Now, I had aches and pains all the time from working out in the past. I had previously earned an opportunity to tryout for the Arizona State University football team as a walk-on and I was a half-marathon runner. My experience in the past had been that if you had an ache or a pain, you were usually able to work it out the next time and it would go away. This time the pain wouldn’t go away. It stayed and it got progressively worse over the years. The right side of my neck constantly got stiff and I found myself trying to crack my neck more than usual. A few years later I found when I would sneeze, I would get an instant pain in the right side of my upper back. I would endure these low-grade headaches in the back of my head. I went and saw an orthopedist in the late summer of 2013. The orthopedist told me I had weight lifter’s shoulder. Weight lifter’s shoulder is basically a bunch of small fractures in your clavicle. The doctor told me to rest eight weeks. Sure, it was hard…but I listened to my doctor.
Eight weeks came and went and the pain was still there.
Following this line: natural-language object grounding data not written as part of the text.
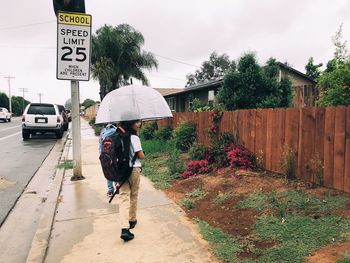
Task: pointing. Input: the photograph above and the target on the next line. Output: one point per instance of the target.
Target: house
(179, 100)
(304, 87)
(92, 110)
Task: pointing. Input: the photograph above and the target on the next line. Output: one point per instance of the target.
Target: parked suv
(64, 115)
(42, 117)
(5, 115)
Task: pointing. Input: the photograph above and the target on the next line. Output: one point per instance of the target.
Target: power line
(165, 77)
(28, 25)
(42, 47)
(174, 60)
(26, 47)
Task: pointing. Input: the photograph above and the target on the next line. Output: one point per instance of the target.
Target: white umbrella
(132, 103)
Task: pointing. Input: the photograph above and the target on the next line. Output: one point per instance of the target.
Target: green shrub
(157, 147)
(188, 203)
(148, 131)
(288, 163)
(198, 151)
(218, 155)
(184, 136)
(164, 133)
(175, 164)
(98, 128)
(227, 139)
(92, 121)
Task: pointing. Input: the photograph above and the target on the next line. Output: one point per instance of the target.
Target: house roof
(218, 81)
(166, 92)
(286, 67)
(198, 86)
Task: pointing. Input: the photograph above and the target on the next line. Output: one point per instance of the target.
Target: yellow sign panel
(74, 19)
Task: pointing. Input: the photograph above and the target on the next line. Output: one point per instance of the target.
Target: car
(69, 114)
(43, 118)
(64, 114)
(5, 115)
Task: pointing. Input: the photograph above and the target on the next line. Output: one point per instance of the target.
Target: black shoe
(126, 235)
(132, 224)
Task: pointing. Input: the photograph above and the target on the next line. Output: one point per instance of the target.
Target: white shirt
(135, 146)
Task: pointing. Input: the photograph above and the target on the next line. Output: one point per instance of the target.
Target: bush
(195, 168)
(148, 131)
(239, 157)
(227, 139)
(175, 164)
(157, 147)
(98, 128)
(163, 134)
(92, 121)
(198, 152)
(288, 163)
(217, 155)
(184, 136)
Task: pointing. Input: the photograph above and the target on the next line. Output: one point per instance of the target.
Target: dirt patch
(329, 254)
(236, 186)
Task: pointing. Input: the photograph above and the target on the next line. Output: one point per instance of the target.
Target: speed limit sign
(73, 46)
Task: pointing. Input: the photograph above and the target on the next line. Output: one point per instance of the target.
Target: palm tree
(117, 57)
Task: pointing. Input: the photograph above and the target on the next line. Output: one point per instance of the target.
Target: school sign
(73, 46)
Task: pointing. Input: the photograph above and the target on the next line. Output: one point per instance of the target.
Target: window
(171, 103)
(42, 109)
(211, 95)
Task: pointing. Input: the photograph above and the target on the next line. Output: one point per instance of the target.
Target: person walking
(108, 130)
(128, 192)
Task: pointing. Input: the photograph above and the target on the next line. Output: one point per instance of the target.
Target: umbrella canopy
(132, 103)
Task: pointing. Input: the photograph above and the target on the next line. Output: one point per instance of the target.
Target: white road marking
(11, 135)
(10, 128)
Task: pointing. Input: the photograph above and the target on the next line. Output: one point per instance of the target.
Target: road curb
(39, 246)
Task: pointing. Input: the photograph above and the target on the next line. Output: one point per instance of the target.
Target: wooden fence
(313, 133)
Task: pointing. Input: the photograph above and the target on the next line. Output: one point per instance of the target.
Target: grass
(190, 200)
(225, 247)
(198, 193)
(66, 164)
(299, 235)
(189, 203)
(345, 259)
(297, 202)
(222, 197)
(257, 200)
(155, 164)
(157, 147)
(288, 163)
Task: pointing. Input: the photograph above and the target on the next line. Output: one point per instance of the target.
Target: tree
(334, 86)
(18, 105)
(4, 100)
(68, 104)
(252, 86)
(214, 68)
(341, 54)
(88, 103)
(334, 83)
(313, 70)
(117, 57)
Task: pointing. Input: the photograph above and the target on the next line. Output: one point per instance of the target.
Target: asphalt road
(19, 160)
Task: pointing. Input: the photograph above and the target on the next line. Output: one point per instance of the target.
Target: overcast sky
(185, 31)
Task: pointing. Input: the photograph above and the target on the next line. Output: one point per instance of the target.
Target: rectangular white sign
(73, 46)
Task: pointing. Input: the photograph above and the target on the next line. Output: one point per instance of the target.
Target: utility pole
(77, 172)
(23, 90)
(40, 95)
(9, 81)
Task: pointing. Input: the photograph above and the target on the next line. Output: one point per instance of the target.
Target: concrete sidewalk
(86, 227)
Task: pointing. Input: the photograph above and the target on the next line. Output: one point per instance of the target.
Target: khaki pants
(128, 195)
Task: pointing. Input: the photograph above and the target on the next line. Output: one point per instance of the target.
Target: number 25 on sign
(73, 46)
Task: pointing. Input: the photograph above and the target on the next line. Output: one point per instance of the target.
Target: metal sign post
(73, 63)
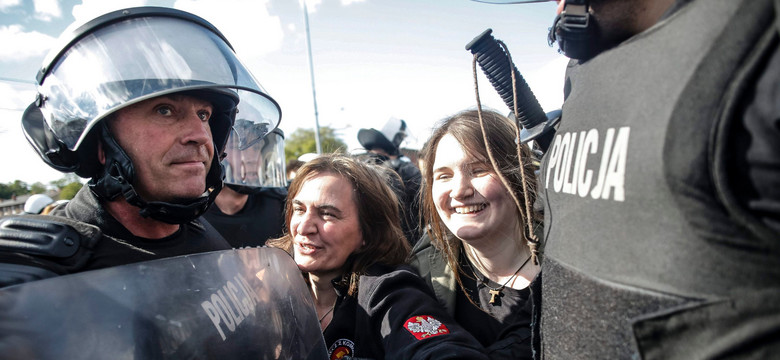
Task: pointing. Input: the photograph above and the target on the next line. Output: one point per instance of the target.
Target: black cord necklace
(496, 291)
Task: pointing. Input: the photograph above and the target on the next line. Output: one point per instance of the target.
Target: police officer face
(469, 197)
(324, 224)
(169, 141)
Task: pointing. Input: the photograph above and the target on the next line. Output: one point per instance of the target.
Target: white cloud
(248, 26)
(16, 96)
(90, 9)
(311, 5)
(7, 4)
(20, 45)
(46, 10)
(547, 83)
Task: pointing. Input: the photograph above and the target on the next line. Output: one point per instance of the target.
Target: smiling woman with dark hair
(475, 256)
(344, 233)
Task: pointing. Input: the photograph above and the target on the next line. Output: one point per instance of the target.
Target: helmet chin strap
(575, 31)
(118, 174)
I noticed some progress, but not enough. Even so, I didn’t want to lose more time in the gym or playing sports. Physical activity has always been my element. That’s how I made friends, that was my social outlet. I decided that I felt good enough to get back to my normal routine and by December 2013…I couldn’t even do one pushup after a 90 minute workout. My injury had gotten worse.
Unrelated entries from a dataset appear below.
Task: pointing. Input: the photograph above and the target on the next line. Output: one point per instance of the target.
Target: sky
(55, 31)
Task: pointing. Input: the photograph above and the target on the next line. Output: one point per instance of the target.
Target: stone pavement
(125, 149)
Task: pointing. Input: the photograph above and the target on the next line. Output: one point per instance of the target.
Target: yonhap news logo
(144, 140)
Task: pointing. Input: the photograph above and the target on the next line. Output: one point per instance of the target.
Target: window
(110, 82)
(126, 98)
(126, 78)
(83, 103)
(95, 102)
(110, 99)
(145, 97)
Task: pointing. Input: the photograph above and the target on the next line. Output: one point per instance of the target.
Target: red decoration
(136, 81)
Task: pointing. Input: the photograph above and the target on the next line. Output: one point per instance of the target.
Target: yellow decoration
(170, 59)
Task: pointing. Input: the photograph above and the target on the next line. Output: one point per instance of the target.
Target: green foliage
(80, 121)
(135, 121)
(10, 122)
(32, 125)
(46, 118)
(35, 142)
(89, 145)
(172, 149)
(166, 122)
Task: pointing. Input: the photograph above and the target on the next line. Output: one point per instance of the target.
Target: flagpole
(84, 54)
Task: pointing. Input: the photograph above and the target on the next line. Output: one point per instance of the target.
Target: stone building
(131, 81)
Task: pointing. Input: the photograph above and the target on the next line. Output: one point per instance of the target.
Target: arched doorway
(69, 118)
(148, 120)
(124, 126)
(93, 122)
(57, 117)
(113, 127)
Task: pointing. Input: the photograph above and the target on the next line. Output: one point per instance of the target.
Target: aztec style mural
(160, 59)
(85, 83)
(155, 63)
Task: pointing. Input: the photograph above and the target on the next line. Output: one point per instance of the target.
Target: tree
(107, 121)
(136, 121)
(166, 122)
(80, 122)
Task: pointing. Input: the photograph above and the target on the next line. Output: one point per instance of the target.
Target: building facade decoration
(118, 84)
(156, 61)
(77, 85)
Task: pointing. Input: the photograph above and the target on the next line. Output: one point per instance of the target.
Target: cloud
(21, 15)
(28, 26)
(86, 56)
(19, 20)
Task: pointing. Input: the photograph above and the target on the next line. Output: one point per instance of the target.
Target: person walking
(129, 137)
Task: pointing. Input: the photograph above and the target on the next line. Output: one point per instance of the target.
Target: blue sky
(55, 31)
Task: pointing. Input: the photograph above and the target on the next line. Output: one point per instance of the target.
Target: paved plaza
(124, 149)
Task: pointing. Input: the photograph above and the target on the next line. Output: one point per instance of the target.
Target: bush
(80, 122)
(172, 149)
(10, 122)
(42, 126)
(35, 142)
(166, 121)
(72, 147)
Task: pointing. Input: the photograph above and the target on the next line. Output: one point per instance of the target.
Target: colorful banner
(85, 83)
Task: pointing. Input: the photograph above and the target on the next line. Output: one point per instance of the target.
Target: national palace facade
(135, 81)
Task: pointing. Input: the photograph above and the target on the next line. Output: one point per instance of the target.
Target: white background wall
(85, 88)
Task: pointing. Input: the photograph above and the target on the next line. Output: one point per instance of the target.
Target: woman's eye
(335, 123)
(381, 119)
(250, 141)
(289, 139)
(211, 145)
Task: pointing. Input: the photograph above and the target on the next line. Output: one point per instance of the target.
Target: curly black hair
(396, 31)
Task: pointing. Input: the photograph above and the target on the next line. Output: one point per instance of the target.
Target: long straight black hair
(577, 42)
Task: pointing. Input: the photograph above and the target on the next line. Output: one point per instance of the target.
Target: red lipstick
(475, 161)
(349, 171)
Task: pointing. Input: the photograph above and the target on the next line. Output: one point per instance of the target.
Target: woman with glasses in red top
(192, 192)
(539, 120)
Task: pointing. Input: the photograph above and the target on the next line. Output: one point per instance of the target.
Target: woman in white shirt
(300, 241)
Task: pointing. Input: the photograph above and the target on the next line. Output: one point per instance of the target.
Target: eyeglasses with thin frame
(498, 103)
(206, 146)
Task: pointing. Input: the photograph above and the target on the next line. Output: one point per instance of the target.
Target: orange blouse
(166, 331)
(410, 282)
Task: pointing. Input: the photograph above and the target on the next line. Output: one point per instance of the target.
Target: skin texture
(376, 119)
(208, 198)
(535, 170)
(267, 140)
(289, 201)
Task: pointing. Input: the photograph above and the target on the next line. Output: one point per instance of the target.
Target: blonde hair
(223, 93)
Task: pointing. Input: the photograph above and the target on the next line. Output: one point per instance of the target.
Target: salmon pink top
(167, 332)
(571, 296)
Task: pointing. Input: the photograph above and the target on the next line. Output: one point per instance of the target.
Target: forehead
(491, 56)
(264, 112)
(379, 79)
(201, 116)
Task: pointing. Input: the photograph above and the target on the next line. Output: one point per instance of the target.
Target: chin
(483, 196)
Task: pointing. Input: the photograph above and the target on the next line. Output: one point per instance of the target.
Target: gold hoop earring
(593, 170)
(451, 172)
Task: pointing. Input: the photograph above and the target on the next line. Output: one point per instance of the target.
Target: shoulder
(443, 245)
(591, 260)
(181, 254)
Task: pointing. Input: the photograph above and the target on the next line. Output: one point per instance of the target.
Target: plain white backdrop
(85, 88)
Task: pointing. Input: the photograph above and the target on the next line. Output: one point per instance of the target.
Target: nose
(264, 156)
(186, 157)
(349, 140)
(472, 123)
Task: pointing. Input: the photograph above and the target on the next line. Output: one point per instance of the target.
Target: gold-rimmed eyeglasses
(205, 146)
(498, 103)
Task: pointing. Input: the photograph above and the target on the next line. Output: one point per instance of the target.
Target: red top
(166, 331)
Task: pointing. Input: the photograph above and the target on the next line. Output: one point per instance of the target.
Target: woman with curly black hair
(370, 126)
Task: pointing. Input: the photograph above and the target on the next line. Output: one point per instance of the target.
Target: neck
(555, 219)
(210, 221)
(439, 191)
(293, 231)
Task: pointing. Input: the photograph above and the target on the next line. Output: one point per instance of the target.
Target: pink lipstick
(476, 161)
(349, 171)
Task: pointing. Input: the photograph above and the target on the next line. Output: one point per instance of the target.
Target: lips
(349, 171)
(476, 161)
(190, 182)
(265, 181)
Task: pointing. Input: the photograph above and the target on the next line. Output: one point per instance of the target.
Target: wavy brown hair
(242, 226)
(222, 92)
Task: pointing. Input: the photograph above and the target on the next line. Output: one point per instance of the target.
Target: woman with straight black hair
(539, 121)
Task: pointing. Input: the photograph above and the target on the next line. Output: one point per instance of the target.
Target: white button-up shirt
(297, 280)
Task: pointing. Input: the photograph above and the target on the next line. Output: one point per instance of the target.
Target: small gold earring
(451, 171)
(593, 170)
Anyway, you can probably guess what has happened in years since. I went on a roller coaster physically and mentally. I’m an all-or-nothing minded person that loves a routine. And when I wasn’t able to do what I wanted to the level I wanted…I just gave up. Once I decided I was coming home, I decided that was the time to get everything fixed.
I could tell the whole story of the amount of doctors, chiropractors, nurses, massage therapists and physical therapists that I have been to from June 2016 until October 2017…but frankly, it’s too exhausting. I’ll keep it short. I had a nose surgery for a Deviated Septum in September 2016. I had an arthroscopic shoulder surgery for AC Joint Arthritis in November 2016. I had an open shoulder surgery for AC Joint Arthritis in August 2017.
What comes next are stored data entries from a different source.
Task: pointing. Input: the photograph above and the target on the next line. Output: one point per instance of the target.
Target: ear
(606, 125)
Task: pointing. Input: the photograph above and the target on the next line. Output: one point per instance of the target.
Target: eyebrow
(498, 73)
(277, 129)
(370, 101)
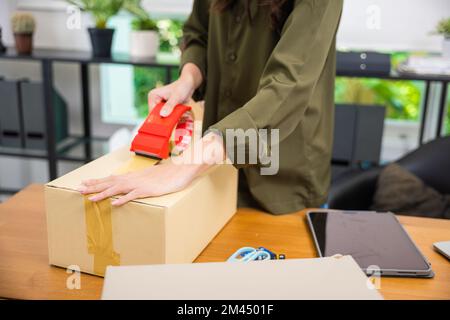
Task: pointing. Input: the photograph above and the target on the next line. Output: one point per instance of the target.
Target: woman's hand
(151, 182)
(177, 92)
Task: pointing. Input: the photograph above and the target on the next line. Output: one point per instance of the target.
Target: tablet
(377, 242)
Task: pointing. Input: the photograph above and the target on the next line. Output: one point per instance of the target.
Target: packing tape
(99, 234)
(98, 215)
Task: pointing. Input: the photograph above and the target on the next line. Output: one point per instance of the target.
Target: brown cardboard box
(170, 229)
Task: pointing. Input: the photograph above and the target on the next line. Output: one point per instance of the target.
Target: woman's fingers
(93, 182)
(153, 100)
(135, 194)
(173, 101)
(110, 192)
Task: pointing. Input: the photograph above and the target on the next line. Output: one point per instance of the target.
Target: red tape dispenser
(153, 138)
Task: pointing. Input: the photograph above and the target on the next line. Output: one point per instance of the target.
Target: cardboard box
(170, 229)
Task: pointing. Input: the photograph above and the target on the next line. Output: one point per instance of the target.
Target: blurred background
(118, 92)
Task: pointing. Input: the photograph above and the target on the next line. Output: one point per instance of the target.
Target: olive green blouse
(256, 77)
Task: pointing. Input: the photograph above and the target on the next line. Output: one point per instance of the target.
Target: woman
(259, 64)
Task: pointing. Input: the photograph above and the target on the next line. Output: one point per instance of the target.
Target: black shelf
(71, 149)
(83, 57)
(86, 147)
(82, 148)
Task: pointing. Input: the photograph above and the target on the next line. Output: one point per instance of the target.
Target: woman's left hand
(151, 182)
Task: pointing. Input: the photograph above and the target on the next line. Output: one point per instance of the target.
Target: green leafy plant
(23, 23)
(101, 10)
(142, 20)
(144, 25)
(443, 28)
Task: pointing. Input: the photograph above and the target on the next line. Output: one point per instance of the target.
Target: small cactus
(23, 23)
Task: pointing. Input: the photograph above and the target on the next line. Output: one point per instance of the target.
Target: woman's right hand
(177, 92)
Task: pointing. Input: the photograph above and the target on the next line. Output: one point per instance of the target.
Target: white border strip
(42, 5)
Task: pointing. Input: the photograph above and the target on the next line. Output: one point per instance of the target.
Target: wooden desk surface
(25, 273)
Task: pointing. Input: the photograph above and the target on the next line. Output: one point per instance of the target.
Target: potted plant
(2, 46)
(144, 38)
(443, 28)
(102, 10)
(23, 26)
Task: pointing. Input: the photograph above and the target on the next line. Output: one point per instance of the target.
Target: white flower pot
(144, 44)
(446, 48)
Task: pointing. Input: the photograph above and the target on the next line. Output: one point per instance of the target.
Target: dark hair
(279, 9)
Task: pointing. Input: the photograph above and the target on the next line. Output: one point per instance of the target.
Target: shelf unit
(64, 150)
(55, 153)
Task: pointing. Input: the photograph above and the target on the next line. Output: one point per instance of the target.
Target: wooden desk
(25, 273)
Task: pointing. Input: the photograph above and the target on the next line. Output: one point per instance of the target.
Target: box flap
(322, 278)
(107, 165)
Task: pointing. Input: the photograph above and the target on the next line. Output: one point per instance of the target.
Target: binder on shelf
(11, 126)
(33, 107)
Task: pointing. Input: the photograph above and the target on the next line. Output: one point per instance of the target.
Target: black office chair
(354, 190)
So, what do all of these surgeries and injuries have to do with “Rebuilding Rome?” Well, as I mentioned before, I am Rome…and I’ve got a while before I reach 476 A.D. For me, it’s 64 A.D. I built myself up like a great empire, it took a while and it was hard…but the gain was well worth the pain. Then, my body fell, it broke down…just as Rome burned down in 64 A.D. But that was not the end for Rome. Rome thrived for 400+ more years. I plan to thrive again for quite a while. “Rebuilding Rome” will follow my journey back to becoming “Cal.” I look forward to the journey with you all.